In a further sign of the times for collateral management technology vendors, Transcend announced it’s connected to the Canton Network to support real-time mobility of tokenized assets. We examine emerging competitive dynamics as adoption of distributed ledger technology (DLT) networks grows and firms look to optimize across a hybrid world of on-chain and traditional rails.
The move expands Transcend’s strategy of supporting interoperability and collateral optimization across different venues. It positions it as a central orchestration layer for collateral and liquidity and follows initiatives by other collateral vendors such as Nasdaq to connect to the Canton Network. Transcend claims it is the only collateral platform that can connect its clients to an entire ecosystem of more than 45 central counterparties, five triparty agents and now DLT networks like Canton.
“We see a clear shift toward a hybrid financial system where traditional and decentralized models will coexist for a period of time. Transcend’s strategy is to act as the interoperability layer between these worlds, giving clients the ability to manage, optimize, and mobilize collateral seamlessly across both traditional infrastructure and emerging DLT networks.”
— Bimal Kadikar, CEO of Transcend
As more activity moves to DLT, firms will need to manage two different sets of technology, cost structures, and data formats. This includes two-way translation between systems based on real-time vs. batch settlement. And they will need to manage the fragmentation that arises as more networks emerge. In addition, they must deal with friction and latency when on and off-ramping from DLT to traditional rails. More native issuance and greater number of counterparts on chain will allow firms to deploy and stay on the DLT network rather than on- and off-ramping. But DLT infrastructure and traditional rails will need to coexist in parallel for some time. Transcend is looking to solve these issues with its connection to Canton, while also paving the way for collateral optimization across traditional and DLT rails.

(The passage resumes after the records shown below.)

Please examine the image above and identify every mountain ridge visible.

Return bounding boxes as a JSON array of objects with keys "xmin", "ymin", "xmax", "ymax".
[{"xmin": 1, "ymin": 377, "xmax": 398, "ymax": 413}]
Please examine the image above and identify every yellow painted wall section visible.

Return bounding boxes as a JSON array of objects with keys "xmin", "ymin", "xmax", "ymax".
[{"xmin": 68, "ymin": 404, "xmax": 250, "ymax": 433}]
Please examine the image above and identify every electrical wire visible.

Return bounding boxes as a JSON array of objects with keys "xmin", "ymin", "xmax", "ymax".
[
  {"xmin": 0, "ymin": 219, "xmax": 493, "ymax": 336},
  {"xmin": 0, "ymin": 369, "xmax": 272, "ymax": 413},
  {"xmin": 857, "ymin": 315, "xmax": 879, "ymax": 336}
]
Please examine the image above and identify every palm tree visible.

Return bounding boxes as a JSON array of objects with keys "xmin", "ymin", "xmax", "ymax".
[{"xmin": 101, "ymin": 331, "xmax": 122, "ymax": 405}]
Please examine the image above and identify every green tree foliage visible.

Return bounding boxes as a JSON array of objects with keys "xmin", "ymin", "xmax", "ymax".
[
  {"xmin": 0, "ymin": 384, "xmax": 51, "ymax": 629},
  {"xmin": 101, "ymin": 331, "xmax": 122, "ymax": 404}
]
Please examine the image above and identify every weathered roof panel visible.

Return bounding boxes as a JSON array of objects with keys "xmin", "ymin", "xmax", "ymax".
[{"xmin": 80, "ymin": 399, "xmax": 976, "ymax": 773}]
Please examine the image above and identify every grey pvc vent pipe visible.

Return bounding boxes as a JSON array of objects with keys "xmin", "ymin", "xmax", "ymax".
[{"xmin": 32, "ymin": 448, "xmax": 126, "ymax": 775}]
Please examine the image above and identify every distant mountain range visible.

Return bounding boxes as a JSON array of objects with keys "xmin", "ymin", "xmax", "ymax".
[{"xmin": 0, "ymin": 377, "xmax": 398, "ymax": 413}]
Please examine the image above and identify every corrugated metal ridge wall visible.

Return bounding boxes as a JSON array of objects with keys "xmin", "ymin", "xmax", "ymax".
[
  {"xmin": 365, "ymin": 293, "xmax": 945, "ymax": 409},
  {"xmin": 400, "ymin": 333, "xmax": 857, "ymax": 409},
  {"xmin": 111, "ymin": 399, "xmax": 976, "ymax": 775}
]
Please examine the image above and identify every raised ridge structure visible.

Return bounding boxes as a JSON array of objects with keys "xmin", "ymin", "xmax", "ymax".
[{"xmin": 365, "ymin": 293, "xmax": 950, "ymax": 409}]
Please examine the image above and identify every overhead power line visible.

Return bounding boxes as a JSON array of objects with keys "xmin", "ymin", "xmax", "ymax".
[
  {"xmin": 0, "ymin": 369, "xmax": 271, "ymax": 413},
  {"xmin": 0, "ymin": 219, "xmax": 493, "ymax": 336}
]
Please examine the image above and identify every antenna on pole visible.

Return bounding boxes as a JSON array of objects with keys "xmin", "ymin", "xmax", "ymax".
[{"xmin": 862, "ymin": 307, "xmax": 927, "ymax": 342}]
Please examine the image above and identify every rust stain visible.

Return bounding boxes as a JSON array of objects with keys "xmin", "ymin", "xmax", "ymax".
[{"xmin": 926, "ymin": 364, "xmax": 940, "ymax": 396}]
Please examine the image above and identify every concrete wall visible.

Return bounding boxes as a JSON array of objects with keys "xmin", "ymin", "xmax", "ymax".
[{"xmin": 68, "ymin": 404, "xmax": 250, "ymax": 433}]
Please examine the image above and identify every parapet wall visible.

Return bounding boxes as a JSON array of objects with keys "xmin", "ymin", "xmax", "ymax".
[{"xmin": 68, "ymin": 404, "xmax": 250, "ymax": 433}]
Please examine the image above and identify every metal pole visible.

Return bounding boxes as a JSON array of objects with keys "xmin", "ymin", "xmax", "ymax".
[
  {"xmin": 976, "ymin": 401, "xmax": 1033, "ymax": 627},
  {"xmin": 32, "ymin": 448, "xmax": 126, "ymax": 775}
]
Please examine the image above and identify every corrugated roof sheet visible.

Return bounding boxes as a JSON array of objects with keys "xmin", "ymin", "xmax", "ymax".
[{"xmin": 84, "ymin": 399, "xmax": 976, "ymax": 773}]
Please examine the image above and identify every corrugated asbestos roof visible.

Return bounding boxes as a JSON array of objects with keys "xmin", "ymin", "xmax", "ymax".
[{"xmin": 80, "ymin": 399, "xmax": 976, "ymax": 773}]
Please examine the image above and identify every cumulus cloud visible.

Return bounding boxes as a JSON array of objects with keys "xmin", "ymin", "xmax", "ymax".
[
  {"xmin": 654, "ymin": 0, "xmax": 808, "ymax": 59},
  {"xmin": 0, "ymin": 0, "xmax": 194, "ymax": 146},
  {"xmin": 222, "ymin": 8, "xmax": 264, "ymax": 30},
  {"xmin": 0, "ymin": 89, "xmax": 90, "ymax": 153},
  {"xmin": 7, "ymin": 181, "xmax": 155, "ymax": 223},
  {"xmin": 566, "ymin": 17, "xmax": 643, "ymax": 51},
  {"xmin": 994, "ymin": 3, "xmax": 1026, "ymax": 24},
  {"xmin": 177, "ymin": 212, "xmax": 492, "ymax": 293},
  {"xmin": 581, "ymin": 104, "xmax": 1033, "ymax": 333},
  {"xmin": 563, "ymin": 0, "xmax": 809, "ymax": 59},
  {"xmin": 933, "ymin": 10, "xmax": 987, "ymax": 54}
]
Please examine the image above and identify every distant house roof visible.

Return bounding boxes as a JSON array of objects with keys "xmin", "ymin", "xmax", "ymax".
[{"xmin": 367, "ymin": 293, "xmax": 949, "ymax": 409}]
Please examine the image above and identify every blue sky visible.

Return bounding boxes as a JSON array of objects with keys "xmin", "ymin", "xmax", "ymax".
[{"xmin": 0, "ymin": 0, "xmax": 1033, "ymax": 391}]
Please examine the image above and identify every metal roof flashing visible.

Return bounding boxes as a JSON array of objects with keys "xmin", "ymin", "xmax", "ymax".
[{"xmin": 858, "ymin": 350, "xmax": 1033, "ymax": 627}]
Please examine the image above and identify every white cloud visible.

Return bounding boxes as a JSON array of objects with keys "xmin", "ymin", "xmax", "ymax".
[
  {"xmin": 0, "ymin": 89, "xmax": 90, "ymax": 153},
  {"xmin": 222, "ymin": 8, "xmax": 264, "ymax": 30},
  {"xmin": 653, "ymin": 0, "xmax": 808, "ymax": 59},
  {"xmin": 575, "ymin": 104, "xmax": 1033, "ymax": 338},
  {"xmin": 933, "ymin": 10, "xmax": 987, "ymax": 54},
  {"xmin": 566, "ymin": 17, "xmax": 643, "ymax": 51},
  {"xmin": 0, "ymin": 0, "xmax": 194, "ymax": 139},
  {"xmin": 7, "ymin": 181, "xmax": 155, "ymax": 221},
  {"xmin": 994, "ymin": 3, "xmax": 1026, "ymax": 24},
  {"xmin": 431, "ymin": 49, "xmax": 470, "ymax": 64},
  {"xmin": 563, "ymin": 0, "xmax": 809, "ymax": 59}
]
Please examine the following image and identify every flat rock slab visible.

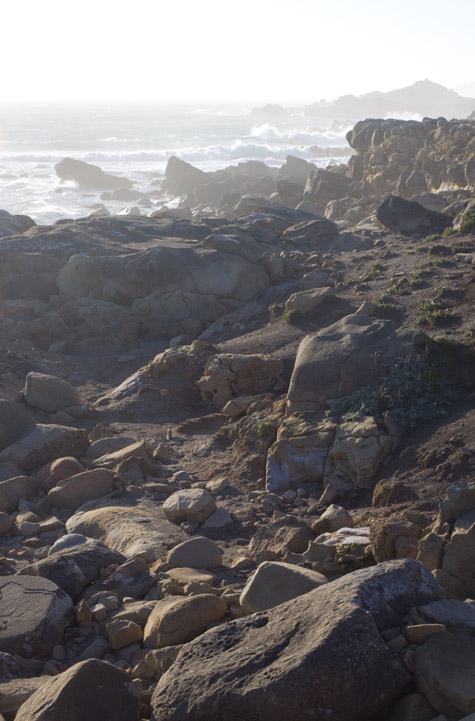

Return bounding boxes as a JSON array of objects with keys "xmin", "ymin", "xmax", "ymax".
[
  {"xmin": 66, "ymin": 502, "xmax": 189, "ymax": 562},
  {"xmin": 0, "ymin": 576, "xmax": 73, "ymax": 658},
  {"xmin": 0, "ymin": 423, "xmax": 89, "ymax": 471},
  {"xmin": 152, "ymin": 560, "xmax": 442, "ymax": 721}
]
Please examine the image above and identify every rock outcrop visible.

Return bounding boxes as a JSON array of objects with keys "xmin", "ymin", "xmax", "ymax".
[
  {"xmin": 152, "ymin": 561, "xmax": 441, "ymax": 721},
  {"xmin": 54, "ymin": 158, "xmax": 132, "ymax": 190}
]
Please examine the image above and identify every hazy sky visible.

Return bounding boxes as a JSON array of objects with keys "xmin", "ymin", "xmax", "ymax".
[{"xmin": 0, "ymin": 0, "xmax": 475, "ymax": 102}]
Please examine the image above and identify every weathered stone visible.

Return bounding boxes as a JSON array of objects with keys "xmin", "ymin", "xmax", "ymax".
[
  {"xmin": 376, "ymin": 195, "xmax": 452, "ymax": 235},
  {"xmin": 21, "ymin": 541, "xmax": 124, "ymax": 598},
  {"xmin": 48, "ymin": 468, "xmax": 114, "ymax": 510},
  {"xmin": 0, "ymin": 423, "xmax": 89, "ymax": 471},
  {"xmin": 415, "ymin": 632, "xmax": 475, "ymax": 717},
  {"xmin": 266, "ymin": 412, "xmax": 336, "ymax": 493},
  {"xmin": 66, "ymin": 499, "xmax": 188, "ymax": 562},
  {"xmin": 370, "ymin": 518, "xmax": 422, "ymax": 563},
  {"xmin": 288, "ymin": 314, "xmax": 398, "ymax": 413},
  {"xmin": 239, "ymin": 561, "xmax": 328, "ymax": 613},
  {"xmin": 442, "ymin": 511, "xmax": 475, "ymax": 596},
  {"xmin": 167, "ymin": 536, "xmax": 223, "ymax": 568},
  {"xmin": 152, "ymin": 561, "xmax": 440, "ymax": 721},
  {"xmin": 198, "ymin": 353, "xmax": 283, "ymax": 410},
  {"xmin": 144, "ymin": 593, "xmax": 228, "ymax": 648},
  {"xmin": 163, "ymin": 488, "xmax": 216, "ymax": 524},
  {"xmin": 16, "ymin": 660, "xmax": 140, "ymax": 721},
  {"xmin": 86, "ymin": 436, "xmax": 137, "ymax": 461},
  {"xmin": 106, "ymin": 618, "xmax": 142, "ymax": 650},
  {"xmin": 0, "ymin": 676, "xmax": 48, "ymax": 721},
  {"xmin": 285, "ymin": 287, "xmax": 335, "ymax": 313},
  {"xmin": 0, "ymin": 576, "xmax": 73, "ymax": 658},
  {"xmin": 418, "ymin": 599, "xmax": 475, "ymax": 636},
  {"xmin": 329, "ymin": 416, "xmax": 399, "ymax": 490},
  {"xmin": 0, "ymin": 399, "xmax": 35, "ymax": 451},
  {"xmin": 386, "ymin": 693, "xmax": 434, "ymax": 721},
  {"xmin": 0, "ymin": 476, "xmax": 38, "ymax": 513},
  {"xmin": 440, "ymin": 481, "xmax": 475, "ymax": 523},
  {"xmin": 201, "ymin": 506, "xmax": 234, "ymax": 529},
  {"xmin": 249, "ymin": 516, "xmax": 315, "ymax": 556},
  {"xmin": 94, "ymin": 441, "xmax": 149, "ymax": 468},
  {"xmin": 312, "ymin": 503, "xmax": 356, "ymax": 536},
  {"xmin": 404, "ymin": 623, "xmax": 447, "ymax": 644},
  {"xmin": 0, "ymin": 512, "xmax": 13, "ymax": 537},
  {"xmin": 24, "ymin": 372, "xmax": 81, "ymax": 413}
]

A new dynamic in collateral optimization
Transcend’s move highlights a new trend in collateral technology: the ability to optimize allocation decisions across both tokenized and traditional pools. If a client holds tokenized US Treasuries on Canton alongside traditional holdings at a CSD, an optimization engine that can see and mobilize both pools will add more value. The vendor that can route a margin call to whichever pool settles fastest, cheapest, or with the least balance sheet impact will create real cost savings for users. As intraday liquidity management using DLT accelerates, collateral allocation will also become a real-time control problem rather than periodic optimization cycles, adding complexity.
Canton Network use for TradFi still in the early stages
Transcend’s announcement comes as more market participants and market infrastructures run pilots and onboard to the Canton Network. Despite this activity, we are not yet seeing much evidence beyond pilots that firms are using Canton to interoperate across different underlying DLT networks for real-world assets.
According to analytics firm rwa.xyz, all of the real-world asset volume on the Canton Network comes from Broadridge’s Distributed Ledger Repo platform. But these are “represented assets” rather than “distributed assets” on Canton, suggesting that Broadridge’s solution is using Canton as a record keeping layer rather than using the network as a distribution layer that allows on chain transfer. It therefore appears that market participants are not yet using Canton at scale to atomically settle the securities leg of a repo on one DLT network and settle the cash leg on another platform using digital cash such as JPM coin for example.
We expect this to change as more natively issued assets come on chain. DTCC has announced it will tokenize DTC-Custodied US Treasury Securities on Canton. Meanwhile, J.P. Morgan says it will natively issue its deposit token, JPM Coin, on the network. More technology vendors like Transcend connecting to Canton will also create a feedback loop where connectivity drives adoption, adoption drives liquidity, and liquidity drives further connectivity.
Transcend’s approach suggests a world where collateral is abstracted from its location and treated as a fungible resource across networks using digital twins to mobilize assets quickly and easily. In future, we may see Transcend extend this connectivity to Ethereum-based DLT networks, HQLAX R3-based infrastructure, or Fnality’s payment rail. As adoption grows, DLT connectivity and venue or settlement types of optimization might become a differentiator in a highly competitive collateral technology vendor space. Market participants should take this paradigm into account as they consider their collateral technology strategy going forward.